Aanbestedingsrecht in en na coronatijd

Welke vragen houden de aanbestedingsmarkt bezig in tijden van corona?

Vanaf de eerste lockdown ziet de wereld er ook in aanbestedingsland anders uit: markten voor de levering van corona gerelateerd materiaal (mondmaskers, vaccins, zuurstof) zijn oververhit. Er is geen aanbestedingsprocedure nodig, indien die materialen op zeer korte termijn nodig zijn. Op de gewone en langere termijn moet er gewoon worden aanbesteed. Andere markten zijn ingestort: denk bijvoorbeeld aan cateringbedrijven, als opdrachtnemers van overheden.

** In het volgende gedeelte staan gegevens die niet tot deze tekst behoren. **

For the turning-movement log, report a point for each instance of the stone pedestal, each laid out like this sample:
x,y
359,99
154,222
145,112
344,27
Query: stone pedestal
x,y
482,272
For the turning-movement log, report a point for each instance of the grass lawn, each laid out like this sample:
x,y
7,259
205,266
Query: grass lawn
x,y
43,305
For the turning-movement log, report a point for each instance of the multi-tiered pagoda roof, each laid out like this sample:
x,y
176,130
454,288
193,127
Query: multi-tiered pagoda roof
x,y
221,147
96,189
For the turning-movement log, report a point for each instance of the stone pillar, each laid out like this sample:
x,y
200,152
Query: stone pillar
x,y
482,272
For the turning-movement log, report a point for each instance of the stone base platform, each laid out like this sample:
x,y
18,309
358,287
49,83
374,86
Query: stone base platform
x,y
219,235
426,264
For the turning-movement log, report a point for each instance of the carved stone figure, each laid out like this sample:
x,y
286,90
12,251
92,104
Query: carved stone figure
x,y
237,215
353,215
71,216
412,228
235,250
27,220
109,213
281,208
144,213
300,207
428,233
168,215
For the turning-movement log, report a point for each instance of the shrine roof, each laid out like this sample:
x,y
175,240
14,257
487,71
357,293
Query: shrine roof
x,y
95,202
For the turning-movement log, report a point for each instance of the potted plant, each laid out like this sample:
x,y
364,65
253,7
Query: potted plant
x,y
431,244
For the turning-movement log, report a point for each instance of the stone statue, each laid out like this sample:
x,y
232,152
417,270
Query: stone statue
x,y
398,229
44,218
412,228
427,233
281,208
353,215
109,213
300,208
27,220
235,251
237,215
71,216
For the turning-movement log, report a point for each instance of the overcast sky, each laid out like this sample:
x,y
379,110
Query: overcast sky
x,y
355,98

Opnieuw aanbesteden bij wijzigingen?

Algemeen wordt de coronacrisis gezien als een onvoorziene omstandigheid. Maar dat geldt dan tot, laten we zeggen 1 maart 2020, het begin van de eerste lockdown. Wat kan een aanbesteder doen bij een voor 1 maart 2020 al tot stand gekomen overeenkomst, die gewijzigd moet worden door de coronamaatregelen? Moet er dan opnieuw worden aanbesteed?

De Aanbestedingwet zegt dat dit niet nodig is, mits de wijziging in de overeenkomst het gevolg is van omstandigheden, die een zorgvuldige aanbesteder niet kon voorzien. Bij corona geldt dat dus tot 1 maart 2020. De volgende voorwaarde is dat er geen sprake is van een wezenlijke wijziging van de opdracht, waarbij de verhoging van de prijs niet meer dan 50% mag zijn. Is de verhoging meer, dan moet het meerdere wel worden aanbesteed.

Risicoverdeling

Voor nieuwe aanbestedingen na 1 maart 2020 is de coronacrisis geen onvoorziene omstandigheid meer. Zowel de aanbestedende diensten als de inschrijvers waren er inmiddels mee bekend. Aanbesteders  proberen het risico vanaf die datum zo veel mogelijk bij de markt te leggen, waardoor de gevolgen van de coronacrisis zo veel mogelijk bij de inschrijvers komt te liggen.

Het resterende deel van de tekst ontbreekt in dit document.